EPA’s “most wanted” outlaw is mercury. But for Americans this villain is as real as Freddy or Norman Bates. To turn power plant mercury emissions into a mass killer, EPA cherry-picked studies and data, and ignored any that didn’t fit its “slasher” film script. As my colleague Dr. Willie Soon and I pointed out in our Wall Street Journal and Investor’s Business Daily articles, US power plants account for just 0.5% of mercury emitted into North American’s air; the other 99.5% comes from natural and foreign sources.

Critics assailed our analysis, but the studies support us, not EPA – as is abundantly clear in Dr. Soon’s 85-page report, available at http://www.affordablepoweralliance.org/. The report and studies it cites fully support our conclusion that America’s fish are safe to eat (in part because they contain selenium and are thus low in biologically available methylmercury, mercury’s more toxic cousin), and blood mercury levels for American women and children are already below FDA’s and other agencies’ safe levels.

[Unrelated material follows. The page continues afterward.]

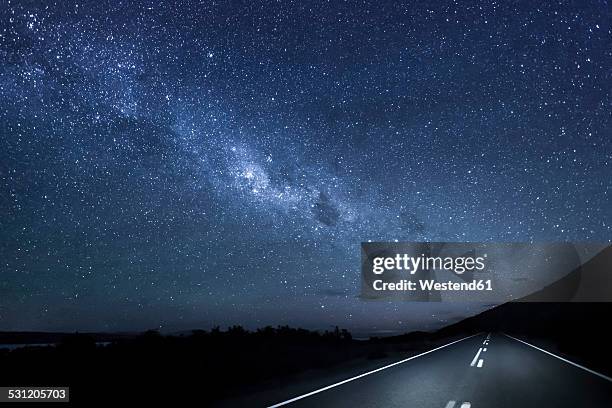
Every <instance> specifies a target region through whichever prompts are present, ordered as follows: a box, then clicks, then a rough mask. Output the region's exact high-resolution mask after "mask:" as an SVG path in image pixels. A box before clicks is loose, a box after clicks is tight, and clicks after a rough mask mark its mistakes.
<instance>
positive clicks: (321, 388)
mask: <svg viewBox="0 0 612 408" xmlns="http://www.w3.org/2000/svg"><path fill="white" fill-rule="evenodd" d="M480 334H482V333H476V334H473V335H471V336H467V337H464V338H462V339H459V340H455V341H451V342H450V343H448V344H445V345H443V346H440V347H436V348H435V349H431V350H429V351H426V352H424V353H421V354H417V355H416V356H412V357H408V358H405V359H403V360H400V361H397V362H395V363H391V364H388V365H386V366H384V367H380V368H377V369H375V370H372V371H368V372H367V373H363V374H359V375H357V376H355V377H351V378H347V379H346V380H343V381H340V382H337V383H335V384H331V385H328V386H327V387H323V388H319V389H318V390H314V391H311V392H309V393H306V394H303V395H299V396H297V397H295V398H291V399H288V400H287V401H283V402H279V403H278V404H274V405H270V406H269V407H268V408H276V407H282V406H283V405H287V404H290V403H292V402H295V401H298V400H301V399H303V398H306V397H310V396H311V395H315V394H318V393H320V392H323V391H327V390H329V389H331V388H334V387H338V386H340V385H342V384H346V383H347V382H351V381H354V380H357V379H359V378H362V377H365V376H366V375H370V374H374V373H377V372H379V371H382V370H385V369H387V368H391V367H393V366H396V365H398V364H402V363H405V362H407V361H410V360H414V359H415V358H418V357H422V356H424V355H426V354H429V353H433V352H434V351H437V350H440V349H443V348H444V347H448V346H450V345H453V344H455V343H459V342H460V341H463V340H467V339H471V338H472V337H475V336H478V335H480Z"/></svg>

Not only are EPA’s mercury claims fraudulent. They are scaring people away from eating fish, which are rich in essential fatty acids. In other words, EPA is actively harming people’s nutrition and health.
One of the more bizarre criticisms of our analysis contends that mercury released in forest fires “originates from coal-burning power plants,” which supposedly shower the toxin onto trees, which release it back into the atmosphere during arboreal conflagrations. In fact, mercury is as abundant in the earth’s crust as silver and selenium. It is absorbed by trees through their roots – and their leaves, which absorb those 0.5% (power plant) and 99.5% (other) atmospheric mercury components through their stomata.